Metadata-Version: 2.1
Name: entity-recognition-lib
Version: 0.1.0
Summary: A library for technology entity recognition and recommendation
License: MIT
Author: Cesar Goncalves
Author-email: goncalves.cesaraugusto94@gmail.com
Requires-Python: >=3.11,<4.0
Classifier: License :: OSI Approved :: MIT License
Classifier: Programming Language :: Python :: 3
Classifier: Programming Language :: Python :: 3.11
Classifier: Programming Language :: Python :: 3.12
Requires-Dist: aiofiles (>=23.2.1,<24.0.0)
Requires-Dist: bertopic (==0.16.1)
Requires-Dist: hdbscan (>=0.8.33,<0.9.0)
Requires-Dist: numpy (>=1.26.4,<2.0.0)
Requires-Dist: pandas (>=2.2.2,<3.0.0)
Requires-Dist: scikit-learn (>=1.4.2,<2.0.0)
Requires-Dist: scipy (>=1.13.0,<2.0.0)
Requires-Dist: spacy (>=3.7.4,<4.0.0)
Requires-Dist: torch (>=2.2.2,<3.0.0)
Requires-Dist: transformers (>=4.40.0,<5.0.0)
Description-Content-Type: text/markdown

# Entity-Recognition

The Entity-Recognition library utilizes `spaCy`, `BERTopic`, and `Transformers` to provide a robust technology entity recognition system capable of identifying technological entities within texts and suggesting relevant technologies using advanced NLP techniques.
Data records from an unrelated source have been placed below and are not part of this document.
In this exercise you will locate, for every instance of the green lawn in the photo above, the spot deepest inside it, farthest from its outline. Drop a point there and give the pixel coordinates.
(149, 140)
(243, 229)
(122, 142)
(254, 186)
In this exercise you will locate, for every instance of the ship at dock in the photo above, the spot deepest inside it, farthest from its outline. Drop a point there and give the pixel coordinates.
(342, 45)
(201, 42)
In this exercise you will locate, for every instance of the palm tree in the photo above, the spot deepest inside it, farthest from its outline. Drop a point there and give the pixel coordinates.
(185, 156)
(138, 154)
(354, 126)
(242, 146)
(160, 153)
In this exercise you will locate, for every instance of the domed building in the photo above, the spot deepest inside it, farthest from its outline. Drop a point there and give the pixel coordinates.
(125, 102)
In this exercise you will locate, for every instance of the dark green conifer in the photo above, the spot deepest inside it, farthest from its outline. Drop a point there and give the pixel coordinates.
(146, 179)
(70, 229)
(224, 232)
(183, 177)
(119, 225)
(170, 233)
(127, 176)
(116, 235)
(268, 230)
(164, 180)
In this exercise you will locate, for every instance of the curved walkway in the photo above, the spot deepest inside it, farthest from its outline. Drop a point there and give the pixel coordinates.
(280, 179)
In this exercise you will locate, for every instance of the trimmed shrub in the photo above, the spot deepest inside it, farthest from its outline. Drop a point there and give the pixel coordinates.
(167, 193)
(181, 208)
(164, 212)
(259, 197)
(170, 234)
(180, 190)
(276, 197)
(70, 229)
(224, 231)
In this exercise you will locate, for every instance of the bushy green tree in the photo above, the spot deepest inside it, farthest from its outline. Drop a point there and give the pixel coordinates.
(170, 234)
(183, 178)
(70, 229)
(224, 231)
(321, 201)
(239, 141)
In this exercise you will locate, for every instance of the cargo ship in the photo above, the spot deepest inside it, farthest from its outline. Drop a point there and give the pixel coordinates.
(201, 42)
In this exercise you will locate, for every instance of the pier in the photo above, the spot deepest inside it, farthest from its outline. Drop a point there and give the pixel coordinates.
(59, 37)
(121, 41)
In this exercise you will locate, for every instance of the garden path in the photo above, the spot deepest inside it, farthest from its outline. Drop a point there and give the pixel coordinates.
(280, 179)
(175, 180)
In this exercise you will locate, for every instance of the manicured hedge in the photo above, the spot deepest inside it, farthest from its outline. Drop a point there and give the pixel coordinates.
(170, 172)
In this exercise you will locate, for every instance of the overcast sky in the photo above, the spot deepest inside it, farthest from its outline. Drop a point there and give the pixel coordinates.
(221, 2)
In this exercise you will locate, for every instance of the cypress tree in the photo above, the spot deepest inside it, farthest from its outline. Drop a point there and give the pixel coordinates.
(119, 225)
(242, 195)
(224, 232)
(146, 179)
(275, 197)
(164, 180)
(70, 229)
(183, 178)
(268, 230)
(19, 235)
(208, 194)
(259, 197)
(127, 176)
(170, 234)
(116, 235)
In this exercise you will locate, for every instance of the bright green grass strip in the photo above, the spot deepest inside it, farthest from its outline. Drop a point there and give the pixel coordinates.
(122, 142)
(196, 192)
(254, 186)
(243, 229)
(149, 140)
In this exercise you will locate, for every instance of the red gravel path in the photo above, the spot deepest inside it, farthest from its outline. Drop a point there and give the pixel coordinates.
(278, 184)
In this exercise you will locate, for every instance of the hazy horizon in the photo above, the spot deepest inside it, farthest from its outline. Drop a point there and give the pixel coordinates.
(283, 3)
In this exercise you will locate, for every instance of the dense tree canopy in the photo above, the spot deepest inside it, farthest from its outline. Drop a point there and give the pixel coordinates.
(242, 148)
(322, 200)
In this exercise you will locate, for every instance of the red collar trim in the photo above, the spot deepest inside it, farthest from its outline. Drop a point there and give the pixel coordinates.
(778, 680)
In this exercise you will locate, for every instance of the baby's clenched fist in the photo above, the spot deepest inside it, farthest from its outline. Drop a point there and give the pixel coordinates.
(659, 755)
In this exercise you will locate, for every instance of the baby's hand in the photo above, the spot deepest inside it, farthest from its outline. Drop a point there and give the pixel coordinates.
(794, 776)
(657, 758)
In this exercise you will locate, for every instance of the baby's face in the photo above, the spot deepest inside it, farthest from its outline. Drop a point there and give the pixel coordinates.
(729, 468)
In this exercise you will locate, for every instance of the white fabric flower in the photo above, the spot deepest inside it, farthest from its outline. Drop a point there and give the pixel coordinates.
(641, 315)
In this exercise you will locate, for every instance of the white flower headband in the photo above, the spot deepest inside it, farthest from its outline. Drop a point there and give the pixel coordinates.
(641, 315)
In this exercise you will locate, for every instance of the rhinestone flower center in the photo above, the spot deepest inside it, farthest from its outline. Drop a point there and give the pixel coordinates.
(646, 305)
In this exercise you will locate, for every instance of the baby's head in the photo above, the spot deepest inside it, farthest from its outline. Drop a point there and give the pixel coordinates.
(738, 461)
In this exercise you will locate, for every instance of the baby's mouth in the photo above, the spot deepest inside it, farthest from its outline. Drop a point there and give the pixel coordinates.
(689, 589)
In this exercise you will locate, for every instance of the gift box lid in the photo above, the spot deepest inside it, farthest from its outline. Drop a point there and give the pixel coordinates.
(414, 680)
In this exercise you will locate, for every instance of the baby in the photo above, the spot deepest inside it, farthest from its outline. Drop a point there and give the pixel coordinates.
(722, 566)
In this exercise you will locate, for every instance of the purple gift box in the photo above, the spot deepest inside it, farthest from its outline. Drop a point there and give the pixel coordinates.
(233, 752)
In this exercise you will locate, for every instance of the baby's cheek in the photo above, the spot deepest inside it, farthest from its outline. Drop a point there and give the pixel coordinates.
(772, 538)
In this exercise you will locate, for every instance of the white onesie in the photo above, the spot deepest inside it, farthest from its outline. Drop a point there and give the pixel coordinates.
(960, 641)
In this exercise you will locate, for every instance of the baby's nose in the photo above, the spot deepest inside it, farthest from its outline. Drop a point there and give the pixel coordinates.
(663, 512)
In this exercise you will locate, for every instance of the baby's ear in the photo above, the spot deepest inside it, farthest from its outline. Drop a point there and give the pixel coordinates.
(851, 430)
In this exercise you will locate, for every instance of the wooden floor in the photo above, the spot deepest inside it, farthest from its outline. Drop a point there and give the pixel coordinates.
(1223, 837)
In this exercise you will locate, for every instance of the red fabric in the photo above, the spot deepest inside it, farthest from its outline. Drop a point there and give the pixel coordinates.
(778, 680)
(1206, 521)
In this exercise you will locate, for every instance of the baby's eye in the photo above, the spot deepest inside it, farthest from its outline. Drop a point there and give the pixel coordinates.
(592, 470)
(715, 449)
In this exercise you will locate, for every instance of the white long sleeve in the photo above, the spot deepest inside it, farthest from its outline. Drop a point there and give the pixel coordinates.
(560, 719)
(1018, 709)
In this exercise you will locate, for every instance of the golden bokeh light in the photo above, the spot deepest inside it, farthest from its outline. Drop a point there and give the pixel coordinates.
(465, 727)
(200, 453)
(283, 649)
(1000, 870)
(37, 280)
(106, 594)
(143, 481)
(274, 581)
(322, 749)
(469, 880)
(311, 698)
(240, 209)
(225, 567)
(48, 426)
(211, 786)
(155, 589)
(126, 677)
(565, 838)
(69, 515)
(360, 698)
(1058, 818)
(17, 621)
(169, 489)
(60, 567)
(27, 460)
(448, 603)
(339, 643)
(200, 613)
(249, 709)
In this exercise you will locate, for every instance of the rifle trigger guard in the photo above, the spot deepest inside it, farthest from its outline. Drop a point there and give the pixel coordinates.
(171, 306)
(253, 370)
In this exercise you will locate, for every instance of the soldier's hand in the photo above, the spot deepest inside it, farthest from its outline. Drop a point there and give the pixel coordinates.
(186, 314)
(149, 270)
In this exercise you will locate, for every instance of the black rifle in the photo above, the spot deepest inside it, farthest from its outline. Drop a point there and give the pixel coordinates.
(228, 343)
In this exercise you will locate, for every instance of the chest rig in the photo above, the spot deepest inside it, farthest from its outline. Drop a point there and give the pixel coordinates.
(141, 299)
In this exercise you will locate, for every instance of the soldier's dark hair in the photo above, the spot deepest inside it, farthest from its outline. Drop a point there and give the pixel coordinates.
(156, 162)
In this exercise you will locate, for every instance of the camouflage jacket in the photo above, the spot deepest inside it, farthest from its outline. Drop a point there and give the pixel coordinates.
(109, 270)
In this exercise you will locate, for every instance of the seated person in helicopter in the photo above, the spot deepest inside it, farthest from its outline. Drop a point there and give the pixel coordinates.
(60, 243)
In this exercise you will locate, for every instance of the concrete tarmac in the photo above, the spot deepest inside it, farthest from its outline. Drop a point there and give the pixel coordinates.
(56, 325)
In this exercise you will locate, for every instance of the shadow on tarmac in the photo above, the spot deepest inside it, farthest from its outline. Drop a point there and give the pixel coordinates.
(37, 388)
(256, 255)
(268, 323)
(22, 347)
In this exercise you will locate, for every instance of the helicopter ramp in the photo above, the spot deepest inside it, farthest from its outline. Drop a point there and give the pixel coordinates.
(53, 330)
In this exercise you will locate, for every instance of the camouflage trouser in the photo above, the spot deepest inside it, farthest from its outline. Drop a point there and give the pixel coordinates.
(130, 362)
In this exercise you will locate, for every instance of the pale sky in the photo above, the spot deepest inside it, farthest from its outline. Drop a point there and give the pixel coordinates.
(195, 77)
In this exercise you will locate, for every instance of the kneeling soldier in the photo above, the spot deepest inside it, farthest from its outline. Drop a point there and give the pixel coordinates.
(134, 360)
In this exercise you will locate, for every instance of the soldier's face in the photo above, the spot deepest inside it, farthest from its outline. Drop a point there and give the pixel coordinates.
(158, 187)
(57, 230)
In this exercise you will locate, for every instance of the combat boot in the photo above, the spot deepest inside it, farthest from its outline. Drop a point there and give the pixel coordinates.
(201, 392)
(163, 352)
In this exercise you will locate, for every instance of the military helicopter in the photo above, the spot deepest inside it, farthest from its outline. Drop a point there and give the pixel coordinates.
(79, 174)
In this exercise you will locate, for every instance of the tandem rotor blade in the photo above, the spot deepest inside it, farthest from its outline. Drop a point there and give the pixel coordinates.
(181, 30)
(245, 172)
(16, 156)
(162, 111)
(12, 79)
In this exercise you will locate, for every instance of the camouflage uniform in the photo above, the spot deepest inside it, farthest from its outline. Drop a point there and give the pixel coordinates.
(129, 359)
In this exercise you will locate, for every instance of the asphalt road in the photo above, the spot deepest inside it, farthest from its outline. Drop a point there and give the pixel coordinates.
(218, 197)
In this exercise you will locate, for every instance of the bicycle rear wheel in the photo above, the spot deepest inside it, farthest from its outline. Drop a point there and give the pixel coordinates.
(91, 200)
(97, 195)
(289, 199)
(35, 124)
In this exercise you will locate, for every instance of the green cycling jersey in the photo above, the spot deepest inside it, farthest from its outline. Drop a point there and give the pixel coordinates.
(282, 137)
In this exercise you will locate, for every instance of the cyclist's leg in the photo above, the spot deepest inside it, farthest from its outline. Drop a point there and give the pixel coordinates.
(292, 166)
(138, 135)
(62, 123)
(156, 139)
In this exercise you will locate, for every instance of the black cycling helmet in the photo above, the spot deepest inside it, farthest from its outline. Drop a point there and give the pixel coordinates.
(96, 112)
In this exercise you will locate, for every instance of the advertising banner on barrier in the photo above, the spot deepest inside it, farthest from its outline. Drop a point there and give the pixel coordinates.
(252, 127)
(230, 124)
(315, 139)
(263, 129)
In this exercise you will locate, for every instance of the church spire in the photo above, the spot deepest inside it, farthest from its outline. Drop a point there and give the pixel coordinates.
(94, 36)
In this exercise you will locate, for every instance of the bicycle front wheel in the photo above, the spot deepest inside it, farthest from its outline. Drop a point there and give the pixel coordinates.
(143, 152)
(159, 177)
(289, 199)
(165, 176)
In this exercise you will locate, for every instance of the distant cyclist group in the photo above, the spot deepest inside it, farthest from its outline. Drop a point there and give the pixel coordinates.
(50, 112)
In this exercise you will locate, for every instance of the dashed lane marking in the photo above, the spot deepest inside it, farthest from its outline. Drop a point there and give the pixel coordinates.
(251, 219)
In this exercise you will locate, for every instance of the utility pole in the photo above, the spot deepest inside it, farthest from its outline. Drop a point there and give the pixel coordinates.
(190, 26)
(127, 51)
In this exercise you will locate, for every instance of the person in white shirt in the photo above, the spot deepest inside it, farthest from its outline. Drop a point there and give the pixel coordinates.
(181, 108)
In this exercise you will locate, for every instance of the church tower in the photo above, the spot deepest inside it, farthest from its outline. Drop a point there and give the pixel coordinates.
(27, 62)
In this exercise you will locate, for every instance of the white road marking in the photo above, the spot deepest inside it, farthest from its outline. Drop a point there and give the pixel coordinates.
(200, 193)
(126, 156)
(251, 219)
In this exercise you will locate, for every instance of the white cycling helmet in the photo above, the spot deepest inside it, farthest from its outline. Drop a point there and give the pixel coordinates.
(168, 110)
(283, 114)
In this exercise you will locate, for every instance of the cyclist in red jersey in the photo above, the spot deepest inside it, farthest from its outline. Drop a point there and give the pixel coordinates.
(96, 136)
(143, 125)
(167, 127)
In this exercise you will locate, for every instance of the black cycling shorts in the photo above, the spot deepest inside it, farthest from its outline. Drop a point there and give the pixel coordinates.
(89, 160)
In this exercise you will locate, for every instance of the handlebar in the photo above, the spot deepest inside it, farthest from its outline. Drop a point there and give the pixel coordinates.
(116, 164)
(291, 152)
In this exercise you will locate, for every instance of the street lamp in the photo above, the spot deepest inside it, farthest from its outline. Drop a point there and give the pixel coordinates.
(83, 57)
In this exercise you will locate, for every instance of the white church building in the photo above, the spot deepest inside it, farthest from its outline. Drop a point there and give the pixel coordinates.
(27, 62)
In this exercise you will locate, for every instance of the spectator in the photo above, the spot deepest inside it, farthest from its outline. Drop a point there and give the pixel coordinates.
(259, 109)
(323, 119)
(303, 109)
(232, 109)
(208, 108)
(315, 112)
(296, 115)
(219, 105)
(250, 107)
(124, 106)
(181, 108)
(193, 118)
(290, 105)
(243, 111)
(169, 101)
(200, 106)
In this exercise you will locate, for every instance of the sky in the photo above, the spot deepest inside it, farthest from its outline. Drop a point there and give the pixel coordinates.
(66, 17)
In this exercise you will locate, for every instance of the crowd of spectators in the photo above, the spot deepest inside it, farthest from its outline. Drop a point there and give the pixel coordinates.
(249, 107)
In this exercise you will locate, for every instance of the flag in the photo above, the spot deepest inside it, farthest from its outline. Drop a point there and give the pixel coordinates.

The library automatically downloads the required spaCy model if not installed, making it easy to get started.


## Features

- **Technology Entity Extraction**: Automatically extract technology-related terms and tools from texts.
- **Recommendation System**: Provides context-based technology recommendations.
- **BERTopic Integration**: Leverages topic modeling to enhance the relevance of recommendations.
- **spaCy Matchers**: Utilizes custom NLP patterns for precise entity recognition.

## Installation

### Prerequisites

- Python 3.6+
- pip

### Getting Started

Install the library directly from PyPI:

```bash
pip install entity-recognition-lib
```

The required spaCy model (`en_core_web_sm`) will be automatically downloaded and installed if not already present on your system.



Usage
-----

Here's how to use the Entity Recognition library in your Python scripts:

```python
from entity_recognition_lib import EntityRecognizer

# Create an instance of the recognizer
recognizer = EntityRecognizer()

# Example texts
texts = ["I need an Express.js Mongo database backend"]

# Process texts
results = recognizer.process_texts(texts)
print(results)
```
Expected output:

```json
[
    {
        "input_text": "I need an Express.js Mongo database backend",
        "predicted_topic_name": "575_databases_database_tables_schema",
        "extracted_entities": [
            {
                "entity_name": "Express.js",
                "score": 1.0,
                "category": "Backend Web Frameworks"
            },
            {
                "entity_name": "MongoDB",
                "score": 1.0,
                "category": "Databases"
            }
        ],
        "recommendations": [
            {
                "category": "Backend Web Frameworks",
                "recommendation": "Express.js"
            },
            {
                "category": "Databases",
                "recommendation": "MongoDB"
            }
        ]
    }
]
```

## Development

### Setting Up a Development Environment

1. **Clone the repository**:
   ```
   git clone https://github.com/cgoncalves94/entity-recognition.git
   cd entity-recognition
   ```
2. **Create and Activate a Virtual Environment**:
   ```bash
   python -m venv .venv
   source .venv/bin/activate  # On Windows use `venv\Scripts\activate`
   ```
3. **Install Dependencies**:
    ```
    pip install -r requirements.txt
    ```


## Testing

Run tests to ensure the setup is correct:

```
pytest
```

## Contributing

Contributions are welcome! Please follow these steps:

1. Fork the repository on GitHub.
2. Clone the forked repository to your machine.
3. Create a new branch for your changes.
4. Make changes and test.
5. Submit a pull request with a comprehensive description of changes.

## License

This project is licensed under the MIT License - see the [LICENSE](LICENSE) file for details.